In the 1840s and 1850s, ocean-going ships equipped with auxiliary steam engines were able to and did come up the lower river as far as Portland, Oregon and Fort Vancouver. However, no other riverine steamboat worked in the region until the side-wheeler Columbia was launched in early June 1850, at Astoria. Columbia was a basic vessel, built with no frills of any kind, not even a passenger cabin or a galley. Her dimensions were 90 feet (27 m) in length, 16-foot (4.9 m) beam, 4-foot (1.2 m) of draft and 75 gross tons. On July 3, 1850, Columbia began her first run from Astoria to Portland and Oregon City. Columbia's first captain was Jim Frost, who had been a pilot on the Mississippi river. It took two days to get to Portland, largely because of the captain's lack of familiarity with the river channel and his resulting caution. After that, Columbia made the Oregon City-Portland-Astoria run twice a month at four miles per hour, charging $25 per passenger and $25 per ton of freight.

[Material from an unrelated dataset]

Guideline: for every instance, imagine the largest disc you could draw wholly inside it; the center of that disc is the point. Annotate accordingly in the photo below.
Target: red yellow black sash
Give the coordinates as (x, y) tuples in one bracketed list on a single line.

Columbia held a monopoly on the river until until December 25, 1850, when the side-wheeler Lot Whitcomb was launched at Milwaukie, Oregon. Lot Whitcomb was much larger than the Columbia (160 feet long, 24-foot (7.3 m) beam, 5 feet (1.5 m) of draft, and 600 gross tons). and far more comfortable. Her engines were designed by Jacob Kamm, built in the eastern United States, then shipped in pieces to Oregon. Her first captain was John C. Ainsworth, and her top speed was 12 miles per hour. Lot Whitcomb charged the same rates as the Columbia and readily picked up most of her business. Lot Whitcomb was able to run upriver 120 miles (190 km) from Astoria to Oregon City in ten hours, compared to the Columbia's two days. She served on the lower river routes until 1854, when she was transferred to the Sacramento River in California, and renamed the Annie Abernathy.
Captain in the Wheel House
The side-wheeler Multnomah made her first run in August 1851, above Willamette Falls. She had been built in New Jersey, taken apart into numbered pieces, shipped to Oregon, and reassembled at Canemah, just above Willamette Falls. She operated above the falls for a little less than a year, but her deep draft barred her from reaching points on the upper Willamette, so she was returned to the lower river in May 1852, where for the time she had a reputation as a fast boat, making for example the 18-mile (29 km) run from Portland to Vancouver in one hour and twenty minutes.
Another sidewheeler on the Willamette at this time was the Mississippi-style Wallamet, which did not prosper, and was sold to California interests. In 1853, the side-wheeler Belle of Oregon City, an iron-hulled boat built entirely in Oregon, was launched at Oregon City. Belle (as generally known) was notable because everything, including her machinery, was of iron that had been worked in Oregon at a foundry owned by Thomas V. Smith. Belle lasted until 1869, and was a good boat, but was not considered a substitute for the speed and comfort (as the standard was then) of the departed Lot Whitcomb. Also operating on the river at this time were James P. Flint, Allen, Washington, and the small steam vessels Eagle, Black Hawk, and Hoosier, the first two being iron-hulled and driven by propellers.
view of former Cascade Lock
Jennie Clark, built by Jacob Kamm with John C. Ainsworth as her first captain, was placed in service in February 1855. She was the first sternwheeler on the Columbia River system. Her hull and upper works were built at Milwaukie, while her engines were built in Baltimore to Kamm's specifications, for a price of $1,663.16, and shipped around to the West Coast, which cost another $1,030.02. Kamm and Ainsworth had settled on the sternwheeler as superior to propeller-driven and side-wheel boats. Propellers were too vulnerable to expensive-to-fix damage to propellers and shafts from rocks and other obstructions in the river. Sidewheelers were too difficult to steer and needed expensive dock facilities.